In a slow American economy, Case Western Reserve University School of Law is taking steps to prepare its students to partake in the booming business and trade market between the U.S. and China
CWRU School of Law signed Exchange and Collaboration Agreements with renowned Chinese law schools at Fudan University and East China University of Political Science and Law, both in Shanghai, and Southwest University in Chongqing. Each of the agreements permit CWRU law students to spend a semester at the some of the best law schools in China and for Chinese law students spend a semester at CWRU School of Law. In each case, exchange students will earn foreign credits that can be fully applied at their home schools.
The program, beginning this fall, will allow six students from each country to study abroad for a semester. The agreements will also allow the CWRU law school faculty to lecture at the Chinese law schools and to collaborate on legal projects with their Chinese counterparts. In addition, CWRU School of Law is talking with prominent U.S. law firms in China to take its U.S. exchange students for a summer internship following their academic studies at a Chinese law school.

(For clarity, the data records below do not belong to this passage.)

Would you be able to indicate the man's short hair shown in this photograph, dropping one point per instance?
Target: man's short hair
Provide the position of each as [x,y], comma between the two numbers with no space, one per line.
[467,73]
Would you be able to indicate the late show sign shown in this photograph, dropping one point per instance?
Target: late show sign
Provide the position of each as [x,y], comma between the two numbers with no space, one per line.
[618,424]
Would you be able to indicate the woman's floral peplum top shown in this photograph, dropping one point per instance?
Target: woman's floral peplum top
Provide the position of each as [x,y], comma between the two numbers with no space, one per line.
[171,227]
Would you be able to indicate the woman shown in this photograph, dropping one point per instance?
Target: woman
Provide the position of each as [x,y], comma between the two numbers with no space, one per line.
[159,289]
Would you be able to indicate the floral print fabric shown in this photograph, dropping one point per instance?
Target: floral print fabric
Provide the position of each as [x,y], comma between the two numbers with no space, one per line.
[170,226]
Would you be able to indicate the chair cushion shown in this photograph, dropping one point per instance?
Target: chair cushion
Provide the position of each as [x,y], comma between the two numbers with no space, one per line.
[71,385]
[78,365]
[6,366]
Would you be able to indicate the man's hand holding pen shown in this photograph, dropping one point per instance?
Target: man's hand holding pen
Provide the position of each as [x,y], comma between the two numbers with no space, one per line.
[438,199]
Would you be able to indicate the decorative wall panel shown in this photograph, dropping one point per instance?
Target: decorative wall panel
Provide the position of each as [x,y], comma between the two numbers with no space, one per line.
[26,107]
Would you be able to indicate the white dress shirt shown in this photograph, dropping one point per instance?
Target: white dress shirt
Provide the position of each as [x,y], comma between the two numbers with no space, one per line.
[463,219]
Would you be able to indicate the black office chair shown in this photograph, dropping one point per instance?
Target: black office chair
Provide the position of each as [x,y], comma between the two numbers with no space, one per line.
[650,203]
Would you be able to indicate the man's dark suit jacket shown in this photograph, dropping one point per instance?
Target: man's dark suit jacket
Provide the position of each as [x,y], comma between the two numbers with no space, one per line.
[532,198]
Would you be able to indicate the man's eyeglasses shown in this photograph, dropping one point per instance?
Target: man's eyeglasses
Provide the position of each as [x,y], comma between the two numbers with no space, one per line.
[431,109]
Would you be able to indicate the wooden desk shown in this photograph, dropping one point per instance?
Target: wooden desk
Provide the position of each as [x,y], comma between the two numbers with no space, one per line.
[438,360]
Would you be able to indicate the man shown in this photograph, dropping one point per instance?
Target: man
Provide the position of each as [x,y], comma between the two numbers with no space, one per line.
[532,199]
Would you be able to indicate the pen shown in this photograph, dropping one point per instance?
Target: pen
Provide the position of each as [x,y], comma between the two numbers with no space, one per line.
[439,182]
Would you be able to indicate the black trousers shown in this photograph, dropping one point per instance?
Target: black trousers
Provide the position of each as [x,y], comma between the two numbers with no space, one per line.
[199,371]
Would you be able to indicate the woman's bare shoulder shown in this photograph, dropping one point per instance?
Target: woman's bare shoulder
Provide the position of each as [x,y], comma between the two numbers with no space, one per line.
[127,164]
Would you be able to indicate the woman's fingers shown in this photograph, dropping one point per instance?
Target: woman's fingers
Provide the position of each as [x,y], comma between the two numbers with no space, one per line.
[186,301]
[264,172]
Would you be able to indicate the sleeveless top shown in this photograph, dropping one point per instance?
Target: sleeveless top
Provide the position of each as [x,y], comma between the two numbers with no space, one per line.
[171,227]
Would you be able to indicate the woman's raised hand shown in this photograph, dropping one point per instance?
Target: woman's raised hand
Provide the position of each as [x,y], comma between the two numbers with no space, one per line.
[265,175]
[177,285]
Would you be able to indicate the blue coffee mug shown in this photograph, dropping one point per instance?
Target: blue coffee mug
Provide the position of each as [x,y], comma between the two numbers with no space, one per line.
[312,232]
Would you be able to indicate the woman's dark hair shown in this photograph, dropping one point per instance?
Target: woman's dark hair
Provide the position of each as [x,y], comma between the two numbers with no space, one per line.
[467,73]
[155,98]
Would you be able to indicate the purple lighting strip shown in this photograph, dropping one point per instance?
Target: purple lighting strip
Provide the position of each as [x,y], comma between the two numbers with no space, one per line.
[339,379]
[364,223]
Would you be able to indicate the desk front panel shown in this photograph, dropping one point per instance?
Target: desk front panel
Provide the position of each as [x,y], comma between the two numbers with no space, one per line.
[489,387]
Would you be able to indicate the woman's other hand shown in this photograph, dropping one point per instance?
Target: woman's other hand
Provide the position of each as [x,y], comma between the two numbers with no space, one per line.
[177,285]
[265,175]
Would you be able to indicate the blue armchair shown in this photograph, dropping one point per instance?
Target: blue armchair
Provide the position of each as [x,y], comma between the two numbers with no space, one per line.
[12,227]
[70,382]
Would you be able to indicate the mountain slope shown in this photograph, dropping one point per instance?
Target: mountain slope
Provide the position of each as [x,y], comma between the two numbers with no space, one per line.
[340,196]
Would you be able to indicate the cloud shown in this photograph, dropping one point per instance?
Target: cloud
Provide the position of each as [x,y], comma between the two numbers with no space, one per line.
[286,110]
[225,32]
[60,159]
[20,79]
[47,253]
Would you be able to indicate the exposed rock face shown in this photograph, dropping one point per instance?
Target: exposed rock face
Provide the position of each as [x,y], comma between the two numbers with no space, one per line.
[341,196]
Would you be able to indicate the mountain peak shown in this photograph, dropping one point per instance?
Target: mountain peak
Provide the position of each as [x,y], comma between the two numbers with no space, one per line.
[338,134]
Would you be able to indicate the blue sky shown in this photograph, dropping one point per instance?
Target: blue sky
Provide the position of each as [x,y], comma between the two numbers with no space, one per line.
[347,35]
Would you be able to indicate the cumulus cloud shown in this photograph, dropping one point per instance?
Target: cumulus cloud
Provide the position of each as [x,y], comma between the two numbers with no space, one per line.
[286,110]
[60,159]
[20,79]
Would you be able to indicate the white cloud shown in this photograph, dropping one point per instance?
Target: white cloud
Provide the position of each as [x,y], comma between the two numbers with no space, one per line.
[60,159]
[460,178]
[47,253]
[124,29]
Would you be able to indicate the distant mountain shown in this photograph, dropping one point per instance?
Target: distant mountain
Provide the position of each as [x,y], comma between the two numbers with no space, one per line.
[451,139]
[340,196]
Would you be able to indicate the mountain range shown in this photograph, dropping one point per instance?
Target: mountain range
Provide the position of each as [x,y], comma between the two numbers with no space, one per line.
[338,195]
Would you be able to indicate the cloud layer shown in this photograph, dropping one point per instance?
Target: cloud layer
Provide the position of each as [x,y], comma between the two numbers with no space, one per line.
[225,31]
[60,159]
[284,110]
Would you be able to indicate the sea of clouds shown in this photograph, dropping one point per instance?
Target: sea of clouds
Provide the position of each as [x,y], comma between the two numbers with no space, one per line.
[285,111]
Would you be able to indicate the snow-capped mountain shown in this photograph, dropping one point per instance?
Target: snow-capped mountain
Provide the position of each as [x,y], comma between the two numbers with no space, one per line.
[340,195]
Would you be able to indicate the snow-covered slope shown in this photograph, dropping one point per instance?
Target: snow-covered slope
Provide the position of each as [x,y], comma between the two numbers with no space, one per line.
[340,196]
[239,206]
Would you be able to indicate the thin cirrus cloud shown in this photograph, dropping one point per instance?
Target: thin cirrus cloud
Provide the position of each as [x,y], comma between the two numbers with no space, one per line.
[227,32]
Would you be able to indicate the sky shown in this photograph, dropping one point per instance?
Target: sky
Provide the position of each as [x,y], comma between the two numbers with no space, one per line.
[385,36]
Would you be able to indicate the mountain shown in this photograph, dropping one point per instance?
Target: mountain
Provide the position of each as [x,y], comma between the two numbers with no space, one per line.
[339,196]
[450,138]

“These new exchange agreements position Case Western Reserve University School of Law to be a leader in preparing the next generation of lawyers from both countries to play an important role in the fast growing area of trade and business between China and the United States,” says Michael P. Scharf, Director of the School of Law’s Frederick K. Cox International Law Center.

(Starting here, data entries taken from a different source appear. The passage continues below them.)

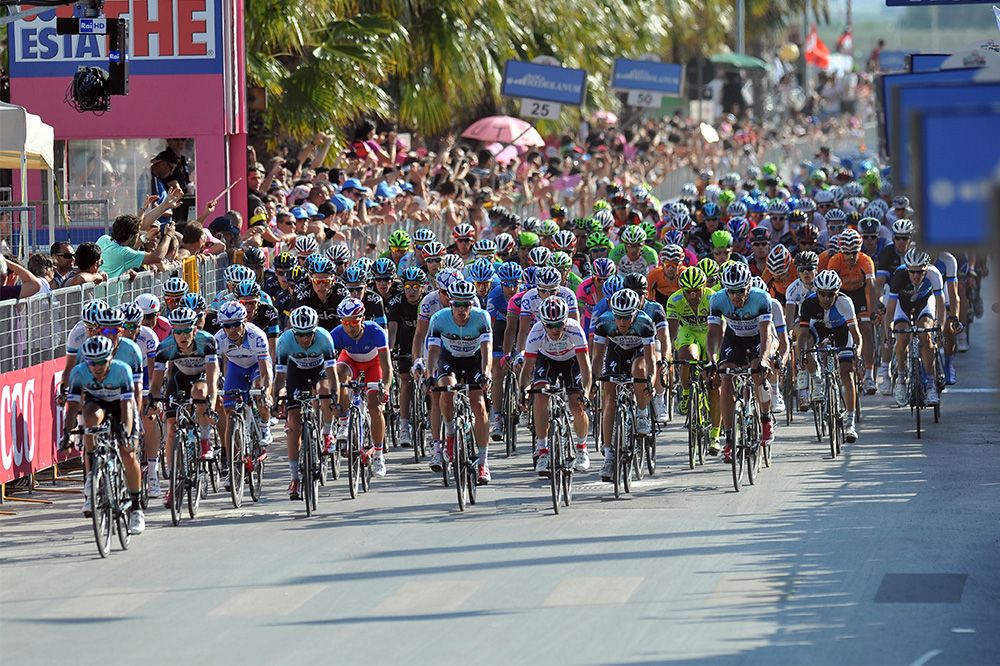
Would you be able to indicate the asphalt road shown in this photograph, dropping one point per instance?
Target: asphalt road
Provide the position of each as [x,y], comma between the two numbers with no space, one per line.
[886,555]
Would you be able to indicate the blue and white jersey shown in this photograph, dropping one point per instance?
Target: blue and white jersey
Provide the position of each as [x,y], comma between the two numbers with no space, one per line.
[116,385]
[460,341]
[745,321]
[319,354]
[192,362]
[366,347]
[246,353]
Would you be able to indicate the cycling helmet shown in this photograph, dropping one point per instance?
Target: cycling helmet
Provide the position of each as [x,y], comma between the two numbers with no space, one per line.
[915,258]
[779,260]
[232,312]
[463,230]
[604,268]
[317,263]
[461,290]
[195,301]
[481,270]
[305,245]
[246,290]
[539,256]
[553,310]
[827,281]
[807,260]
[736,276]
[560,261]
[636,282]
[504,243]
[721,239]
[253,257]
[509,272]
[110,317]
[148,303]
[94,307]
[303,319]
[739,228]
[625,302]
[399,240]
[485,246]
[452,261]
[97,348]
[850,241]
[902,227]
[708,266]
[414,274]
[564,240]
[446,276]
[351,307]
[548,277]
[182,317]
[692,278]
[383,268]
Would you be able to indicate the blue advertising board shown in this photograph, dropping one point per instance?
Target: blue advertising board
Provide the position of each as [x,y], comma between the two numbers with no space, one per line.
[546,83]
[927,62]
[658,77]
[955,175]
[888,81]
[937,96]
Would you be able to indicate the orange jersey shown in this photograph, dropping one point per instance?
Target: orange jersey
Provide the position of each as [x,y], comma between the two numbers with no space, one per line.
[853,277]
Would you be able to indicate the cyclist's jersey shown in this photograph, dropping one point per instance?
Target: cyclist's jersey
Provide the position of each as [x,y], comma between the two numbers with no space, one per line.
[365,347]
[841,313]
[319,354]
[460,341]
[661,288]
[910,297]
[646,261]
[853,277]
[531,302]
[116,385]
[247,352]
[744,322]
[191,363]
[570,343]
[641,333]
[688,318]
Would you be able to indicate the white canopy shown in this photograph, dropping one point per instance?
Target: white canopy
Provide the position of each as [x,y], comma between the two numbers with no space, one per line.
[24,133]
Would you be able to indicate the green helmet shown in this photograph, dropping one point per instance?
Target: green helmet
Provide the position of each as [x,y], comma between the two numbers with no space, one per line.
[709,267]
[721,239]
[399,240]
[560,261]
[692,278]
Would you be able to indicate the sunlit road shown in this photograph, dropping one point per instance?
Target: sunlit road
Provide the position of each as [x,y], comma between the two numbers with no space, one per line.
[885,555]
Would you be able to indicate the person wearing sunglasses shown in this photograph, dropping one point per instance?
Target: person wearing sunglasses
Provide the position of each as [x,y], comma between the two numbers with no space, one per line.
[916,296]
[460,351]
[304,361]
[829,313]
[103,388]
[747,341]
[624,345]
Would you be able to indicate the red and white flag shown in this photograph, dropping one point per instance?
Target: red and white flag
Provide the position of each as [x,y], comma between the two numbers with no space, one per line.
[816,51]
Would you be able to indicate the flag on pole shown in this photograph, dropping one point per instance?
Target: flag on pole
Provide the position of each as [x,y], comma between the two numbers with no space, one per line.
[816,51]
[845,44]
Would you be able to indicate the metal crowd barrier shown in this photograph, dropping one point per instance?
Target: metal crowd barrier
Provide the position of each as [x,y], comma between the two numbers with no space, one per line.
[34,329]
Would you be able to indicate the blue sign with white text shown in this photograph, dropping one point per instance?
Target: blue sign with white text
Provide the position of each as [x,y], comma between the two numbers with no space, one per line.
[544,82]
[937,96]
[659,77]
[959,161]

A complimentary program called Case Abroad at Home brings foreign professors to CWRU each summer. Next month, a professor from East China University will teach a course on the Chinese criminal justice system at the School of Law. Last summer, CWRU School of Law hosted a Fudan University faculty member, who taught a course in Chinese business law.
“I am delighted that our students and faculty will have the opportunity to engage with such fine Chinese law schools, participate in dialogue with Chinese peers and contribute to the continuing development of the relationship between our two countries,” says Robert H. Rawson, Jr., Interim Dean.